Let D_i be the degree of C_i in T_i, and let b_1, b_2, \dots, b_{D_i} be the neighbours of C_i in T_i. We partition the u\in T_i, u \ne C_i into D_i branches, where the node u is in branch l if the unique path from C_i to u passes through b_l. For example:

With this notation, C3 can be rephrased as:

C3: Let u,v be any distinct pair of nodes; then there is precisely one i such that u and v are in subtree T_i and either:

a. C_i=u; or
b. C_i=v; or
c. u and v are in different branches of T_i

from which it follows that doing the following for every i=1,2,\ldots, M:

  1. propagate the contributions of all v \in V_\textit{coin}\cap T_i to C_i
  2. (if C_i.\textit{hasCoin}) propagate the contribution of C_i to all other nodes in T_i
  3. for each j=1,2,\dots,D_i, propagate the contributions of all v \in V_\textit{coin}\cap B_j to the nodes in the other D_i-1 branches of T_i

will propagate the contributions of all v \in V_{\textit{coin}} to all u \in T, as required.

Both 1. and 2. can be done separately using a naive algorithm (although my implementation rolls them into 3.). 3. can be handled in a similar way to the “propagate-and-collect-and-then-in-reverse” approach from earlier, except now we are collecting and propagating branches at a time, rather than nodes.

For each i=1,2,\dots,D_i, create a fresh \textit{DistTracker} and perform the following steps:

  1. Propagate the contributions to nodes in branch i; that is, do a DFS from b_i, calling \textit{addToAllDists}(1) when we visit a node for the first time, and \textit{addToAllDists}(-1) after we have fully explored it
  2. Collect the contributions of nodes in branch i; that is, do a DFS from b_i, calling \textit{insertDist}(d) when we encounter a node in V_{\textit{coin}} at distance d from C_i.

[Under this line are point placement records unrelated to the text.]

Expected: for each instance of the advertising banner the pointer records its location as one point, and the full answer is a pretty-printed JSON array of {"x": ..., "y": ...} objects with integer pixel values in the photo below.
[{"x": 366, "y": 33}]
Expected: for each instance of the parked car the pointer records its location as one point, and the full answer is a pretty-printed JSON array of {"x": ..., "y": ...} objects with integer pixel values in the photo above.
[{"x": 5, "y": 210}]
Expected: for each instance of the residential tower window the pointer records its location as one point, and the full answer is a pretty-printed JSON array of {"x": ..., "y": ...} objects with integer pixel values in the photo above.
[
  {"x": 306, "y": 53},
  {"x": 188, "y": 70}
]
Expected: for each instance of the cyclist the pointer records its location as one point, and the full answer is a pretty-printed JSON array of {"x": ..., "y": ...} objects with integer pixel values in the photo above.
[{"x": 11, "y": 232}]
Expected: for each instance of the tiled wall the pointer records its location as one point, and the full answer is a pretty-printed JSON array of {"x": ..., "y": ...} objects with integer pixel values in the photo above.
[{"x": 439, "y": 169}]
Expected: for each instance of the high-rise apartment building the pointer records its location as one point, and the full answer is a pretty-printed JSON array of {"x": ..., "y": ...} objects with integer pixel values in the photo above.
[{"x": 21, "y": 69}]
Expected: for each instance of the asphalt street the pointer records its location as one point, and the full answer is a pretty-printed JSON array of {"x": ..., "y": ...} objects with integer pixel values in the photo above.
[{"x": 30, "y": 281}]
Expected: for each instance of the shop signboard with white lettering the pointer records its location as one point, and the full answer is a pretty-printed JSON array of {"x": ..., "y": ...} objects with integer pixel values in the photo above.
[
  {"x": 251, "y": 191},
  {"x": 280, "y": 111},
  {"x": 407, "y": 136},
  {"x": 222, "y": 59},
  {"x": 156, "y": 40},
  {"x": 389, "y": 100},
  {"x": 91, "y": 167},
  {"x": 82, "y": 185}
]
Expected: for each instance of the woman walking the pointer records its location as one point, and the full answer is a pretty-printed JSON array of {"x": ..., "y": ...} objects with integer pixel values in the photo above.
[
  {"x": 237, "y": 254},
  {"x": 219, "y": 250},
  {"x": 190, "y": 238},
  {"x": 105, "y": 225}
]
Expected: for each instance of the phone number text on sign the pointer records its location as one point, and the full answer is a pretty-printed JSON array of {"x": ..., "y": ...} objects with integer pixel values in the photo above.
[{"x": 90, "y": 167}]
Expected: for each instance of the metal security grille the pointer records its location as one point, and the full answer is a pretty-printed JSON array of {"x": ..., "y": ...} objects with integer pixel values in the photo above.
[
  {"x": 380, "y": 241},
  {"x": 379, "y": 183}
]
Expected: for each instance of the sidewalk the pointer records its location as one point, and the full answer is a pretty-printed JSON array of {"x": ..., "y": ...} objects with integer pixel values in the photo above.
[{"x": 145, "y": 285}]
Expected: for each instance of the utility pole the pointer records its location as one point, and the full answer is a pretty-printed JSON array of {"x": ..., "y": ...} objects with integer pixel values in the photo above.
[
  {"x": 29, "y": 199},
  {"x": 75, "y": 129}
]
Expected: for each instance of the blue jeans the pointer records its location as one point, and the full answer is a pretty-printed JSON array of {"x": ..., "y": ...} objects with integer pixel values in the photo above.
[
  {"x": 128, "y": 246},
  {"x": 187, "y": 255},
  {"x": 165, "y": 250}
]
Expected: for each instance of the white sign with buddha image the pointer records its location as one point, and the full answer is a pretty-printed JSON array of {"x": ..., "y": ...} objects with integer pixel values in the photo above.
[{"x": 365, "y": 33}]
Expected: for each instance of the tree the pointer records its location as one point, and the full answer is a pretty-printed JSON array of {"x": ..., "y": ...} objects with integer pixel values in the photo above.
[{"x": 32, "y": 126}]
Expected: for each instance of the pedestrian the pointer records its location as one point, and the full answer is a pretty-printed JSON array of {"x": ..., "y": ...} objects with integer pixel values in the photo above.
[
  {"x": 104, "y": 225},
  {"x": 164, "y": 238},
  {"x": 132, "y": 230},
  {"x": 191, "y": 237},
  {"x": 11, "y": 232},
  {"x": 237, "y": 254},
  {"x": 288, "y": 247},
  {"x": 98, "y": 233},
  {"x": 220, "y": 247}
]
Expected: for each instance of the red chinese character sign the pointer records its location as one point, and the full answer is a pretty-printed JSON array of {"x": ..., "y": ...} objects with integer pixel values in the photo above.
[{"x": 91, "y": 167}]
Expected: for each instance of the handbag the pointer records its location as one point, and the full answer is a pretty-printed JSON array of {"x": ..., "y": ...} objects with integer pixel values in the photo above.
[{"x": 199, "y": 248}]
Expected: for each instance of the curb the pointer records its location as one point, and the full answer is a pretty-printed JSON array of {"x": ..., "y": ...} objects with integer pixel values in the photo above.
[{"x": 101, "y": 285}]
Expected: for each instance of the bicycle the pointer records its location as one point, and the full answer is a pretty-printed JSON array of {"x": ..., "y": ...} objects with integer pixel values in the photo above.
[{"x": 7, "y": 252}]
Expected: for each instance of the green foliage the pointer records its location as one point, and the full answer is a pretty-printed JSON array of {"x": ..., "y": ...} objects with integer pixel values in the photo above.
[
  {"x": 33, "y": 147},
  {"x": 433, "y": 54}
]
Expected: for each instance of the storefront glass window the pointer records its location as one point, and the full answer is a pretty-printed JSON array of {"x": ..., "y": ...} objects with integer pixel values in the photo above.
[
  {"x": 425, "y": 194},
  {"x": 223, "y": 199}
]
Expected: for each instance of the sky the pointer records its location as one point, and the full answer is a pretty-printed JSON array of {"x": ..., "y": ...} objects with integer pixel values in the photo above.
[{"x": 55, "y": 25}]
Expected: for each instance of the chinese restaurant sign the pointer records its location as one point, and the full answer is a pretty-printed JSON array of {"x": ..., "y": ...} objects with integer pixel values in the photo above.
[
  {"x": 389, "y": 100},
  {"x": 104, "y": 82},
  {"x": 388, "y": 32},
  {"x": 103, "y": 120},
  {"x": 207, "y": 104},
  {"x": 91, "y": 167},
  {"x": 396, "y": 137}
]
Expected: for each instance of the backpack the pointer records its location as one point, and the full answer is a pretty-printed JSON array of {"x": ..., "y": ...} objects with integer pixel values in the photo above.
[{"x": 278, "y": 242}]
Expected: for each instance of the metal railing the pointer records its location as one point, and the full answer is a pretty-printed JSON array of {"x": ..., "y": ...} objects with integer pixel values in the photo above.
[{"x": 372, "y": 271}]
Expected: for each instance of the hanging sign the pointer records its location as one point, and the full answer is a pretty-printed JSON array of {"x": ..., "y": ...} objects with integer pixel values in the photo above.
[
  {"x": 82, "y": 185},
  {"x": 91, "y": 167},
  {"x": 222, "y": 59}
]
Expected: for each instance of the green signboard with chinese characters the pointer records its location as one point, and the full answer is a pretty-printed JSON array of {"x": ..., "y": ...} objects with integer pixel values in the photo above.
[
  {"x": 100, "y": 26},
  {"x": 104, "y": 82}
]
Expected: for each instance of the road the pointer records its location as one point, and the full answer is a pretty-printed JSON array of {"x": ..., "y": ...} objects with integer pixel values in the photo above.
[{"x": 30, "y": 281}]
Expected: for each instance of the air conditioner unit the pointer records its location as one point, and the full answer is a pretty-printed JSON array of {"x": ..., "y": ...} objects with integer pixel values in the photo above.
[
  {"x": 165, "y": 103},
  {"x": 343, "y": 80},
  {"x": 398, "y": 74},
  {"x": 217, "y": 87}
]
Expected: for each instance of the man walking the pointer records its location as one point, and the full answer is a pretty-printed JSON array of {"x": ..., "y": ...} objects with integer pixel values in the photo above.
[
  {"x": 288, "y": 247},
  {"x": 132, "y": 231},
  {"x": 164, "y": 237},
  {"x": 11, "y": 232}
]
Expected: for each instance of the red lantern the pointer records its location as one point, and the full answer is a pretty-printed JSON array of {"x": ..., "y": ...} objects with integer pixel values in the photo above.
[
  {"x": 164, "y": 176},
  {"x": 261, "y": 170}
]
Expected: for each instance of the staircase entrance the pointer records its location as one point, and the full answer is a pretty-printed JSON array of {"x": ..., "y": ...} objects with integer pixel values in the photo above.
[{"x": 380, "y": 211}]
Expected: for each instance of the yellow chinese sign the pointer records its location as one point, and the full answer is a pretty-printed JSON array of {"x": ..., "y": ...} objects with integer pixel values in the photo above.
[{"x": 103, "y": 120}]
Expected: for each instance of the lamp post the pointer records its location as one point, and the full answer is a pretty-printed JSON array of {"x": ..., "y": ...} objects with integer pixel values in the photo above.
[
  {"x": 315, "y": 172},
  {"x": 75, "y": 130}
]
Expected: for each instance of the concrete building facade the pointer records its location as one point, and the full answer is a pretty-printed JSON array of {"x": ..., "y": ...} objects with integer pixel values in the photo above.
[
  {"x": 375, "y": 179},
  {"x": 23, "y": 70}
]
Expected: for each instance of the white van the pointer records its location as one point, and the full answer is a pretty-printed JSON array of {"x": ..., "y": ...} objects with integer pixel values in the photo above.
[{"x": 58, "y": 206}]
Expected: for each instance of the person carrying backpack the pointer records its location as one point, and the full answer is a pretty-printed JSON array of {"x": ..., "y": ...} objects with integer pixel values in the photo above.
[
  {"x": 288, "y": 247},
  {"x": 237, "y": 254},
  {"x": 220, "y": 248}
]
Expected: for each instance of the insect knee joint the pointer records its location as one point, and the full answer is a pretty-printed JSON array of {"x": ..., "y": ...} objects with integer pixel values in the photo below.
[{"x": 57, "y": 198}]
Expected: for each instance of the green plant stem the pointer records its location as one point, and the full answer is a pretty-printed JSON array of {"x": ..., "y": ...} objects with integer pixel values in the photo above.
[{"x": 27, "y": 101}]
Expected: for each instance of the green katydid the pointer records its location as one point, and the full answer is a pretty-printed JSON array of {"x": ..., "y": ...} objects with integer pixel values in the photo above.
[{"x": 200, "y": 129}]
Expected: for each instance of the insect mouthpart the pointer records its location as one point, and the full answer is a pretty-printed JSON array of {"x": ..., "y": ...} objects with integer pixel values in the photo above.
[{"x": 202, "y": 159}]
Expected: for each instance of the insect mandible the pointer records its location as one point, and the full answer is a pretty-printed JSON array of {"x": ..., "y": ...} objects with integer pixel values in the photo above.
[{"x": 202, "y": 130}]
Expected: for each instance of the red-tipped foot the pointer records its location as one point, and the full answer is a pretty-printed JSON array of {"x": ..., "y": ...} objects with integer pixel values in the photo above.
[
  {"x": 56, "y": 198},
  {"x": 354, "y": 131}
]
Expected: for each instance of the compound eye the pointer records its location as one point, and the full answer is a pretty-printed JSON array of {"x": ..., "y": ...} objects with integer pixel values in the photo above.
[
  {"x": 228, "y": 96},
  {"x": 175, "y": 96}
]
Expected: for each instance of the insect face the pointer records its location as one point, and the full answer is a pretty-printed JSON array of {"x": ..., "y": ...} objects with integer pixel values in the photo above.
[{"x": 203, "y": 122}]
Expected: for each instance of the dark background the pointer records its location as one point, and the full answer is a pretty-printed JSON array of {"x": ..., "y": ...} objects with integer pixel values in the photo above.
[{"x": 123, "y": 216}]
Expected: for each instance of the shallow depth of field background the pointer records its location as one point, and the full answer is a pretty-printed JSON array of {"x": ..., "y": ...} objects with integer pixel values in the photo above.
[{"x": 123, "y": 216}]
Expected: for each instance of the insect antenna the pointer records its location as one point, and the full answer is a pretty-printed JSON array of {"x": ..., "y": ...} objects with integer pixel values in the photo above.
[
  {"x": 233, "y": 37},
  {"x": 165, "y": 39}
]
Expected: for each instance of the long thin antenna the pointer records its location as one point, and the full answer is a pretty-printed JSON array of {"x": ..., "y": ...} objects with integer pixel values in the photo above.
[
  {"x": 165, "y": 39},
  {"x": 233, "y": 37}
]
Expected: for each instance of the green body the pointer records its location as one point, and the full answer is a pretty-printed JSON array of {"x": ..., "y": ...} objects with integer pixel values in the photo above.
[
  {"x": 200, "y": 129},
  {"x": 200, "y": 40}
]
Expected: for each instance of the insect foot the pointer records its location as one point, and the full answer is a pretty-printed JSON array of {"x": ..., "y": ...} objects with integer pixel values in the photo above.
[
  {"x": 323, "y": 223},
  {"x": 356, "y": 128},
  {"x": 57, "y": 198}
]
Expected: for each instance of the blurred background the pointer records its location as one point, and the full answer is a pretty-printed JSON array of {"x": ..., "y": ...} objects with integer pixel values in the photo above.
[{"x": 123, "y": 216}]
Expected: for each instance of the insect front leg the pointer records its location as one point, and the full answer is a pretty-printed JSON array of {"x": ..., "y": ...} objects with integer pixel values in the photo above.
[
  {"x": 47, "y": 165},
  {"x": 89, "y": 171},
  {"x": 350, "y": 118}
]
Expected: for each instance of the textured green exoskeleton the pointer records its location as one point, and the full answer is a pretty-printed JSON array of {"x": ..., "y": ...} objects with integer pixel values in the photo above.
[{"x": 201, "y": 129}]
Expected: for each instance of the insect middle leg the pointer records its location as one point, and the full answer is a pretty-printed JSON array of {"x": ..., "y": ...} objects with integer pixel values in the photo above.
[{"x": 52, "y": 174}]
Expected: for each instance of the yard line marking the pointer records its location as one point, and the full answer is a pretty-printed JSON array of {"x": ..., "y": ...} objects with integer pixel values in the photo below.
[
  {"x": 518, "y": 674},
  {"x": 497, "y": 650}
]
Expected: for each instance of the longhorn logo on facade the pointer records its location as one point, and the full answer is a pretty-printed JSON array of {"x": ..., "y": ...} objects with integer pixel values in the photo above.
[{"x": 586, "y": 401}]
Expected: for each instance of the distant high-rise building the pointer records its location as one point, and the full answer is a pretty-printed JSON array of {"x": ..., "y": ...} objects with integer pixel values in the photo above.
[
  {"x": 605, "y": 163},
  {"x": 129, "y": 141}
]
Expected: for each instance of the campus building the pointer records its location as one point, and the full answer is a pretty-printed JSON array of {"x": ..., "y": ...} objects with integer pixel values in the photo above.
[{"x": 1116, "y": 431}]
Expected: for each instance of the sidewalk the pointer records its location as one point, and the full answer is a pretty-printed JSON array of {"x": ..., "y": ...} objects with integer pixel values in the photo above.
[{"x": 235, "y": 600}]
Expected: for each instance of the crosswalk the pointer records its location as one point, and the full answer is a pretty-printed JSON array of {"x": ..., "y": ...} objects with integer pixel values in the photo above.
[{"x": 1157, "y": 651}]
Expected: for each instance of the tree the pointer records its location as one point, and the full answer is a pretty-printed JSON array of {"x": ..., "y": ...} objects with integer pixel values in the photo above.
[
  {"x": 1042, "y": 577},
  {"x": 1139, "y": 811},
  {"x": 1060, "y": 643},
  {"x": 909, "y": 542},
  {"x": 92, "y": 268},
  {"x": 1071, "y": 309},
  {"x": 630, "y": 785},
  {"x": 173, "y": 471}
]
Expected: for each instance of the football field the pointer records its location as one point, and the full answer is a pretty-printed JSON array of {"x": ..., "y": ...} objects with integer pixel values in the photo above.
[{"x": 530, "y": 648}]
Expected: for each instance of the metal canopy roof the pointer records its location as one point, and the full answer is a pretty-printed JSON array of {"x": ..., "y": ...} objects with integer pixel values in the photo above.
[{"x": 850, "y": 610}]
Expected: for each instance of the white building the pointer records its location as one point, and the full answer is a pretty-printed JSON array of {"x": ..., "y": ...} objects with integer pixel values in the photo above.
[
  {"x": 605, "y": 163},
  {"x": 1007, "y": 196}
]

A BFS would also work and would likely be slightly more efficient; here’s an example:

Then we \textit{clear}() our \textit{DistTracker} and repeat, this time with i=D_i,D_i-1,\dots,2,1: click here to watch an example.

We now return to optimising our \textit{DistTracker}. As is often the case with problems involving xor-sums, it helps to take a bitwise approach. Let’s have a look at the binary representation of an increasing series of numbers and observe how each bit changes. The numbers along the top of the table are the bit number with bit number 0 being the least significant bit.

N 5 4 3 2 1 0
0 0 0 0 0 0 0
1 0 0 0 0 0 1
2 0 0 0 0 1 0
3 0 0 0 0 1 1
4 0 0 0 1 0 0
5 0 0 0 1 0 1
6 0 0 0 1 1 0
7 0 0 0 1 1 1
8 0 0 1 0 0 0

The pattern is clear: the x^{\text{th}} bit is 0 2^x times in a row, then 1 2^x times in a row, and continues flipping every 2^x increments. We can exploit this pattern in our \textit{DistTracker} to maintain a count of the number of tracked distances that have their x^{\text{th}} bit set: the animation below illustrates this approach with the original example. Here:

  • each tracked distance is represented by copies of the coin that led to that distance being inserted, one copy for each row (bit)
  • scrolling the coins to the right represents incrementing the corresponding tracked distances
  • the x^{\text{th}} bit of a tracked distance is one if and only if its corresponding coin is in a red zone (called “the red one zone”) for the x^{\text{th}} row, as a consequence of the pattern above.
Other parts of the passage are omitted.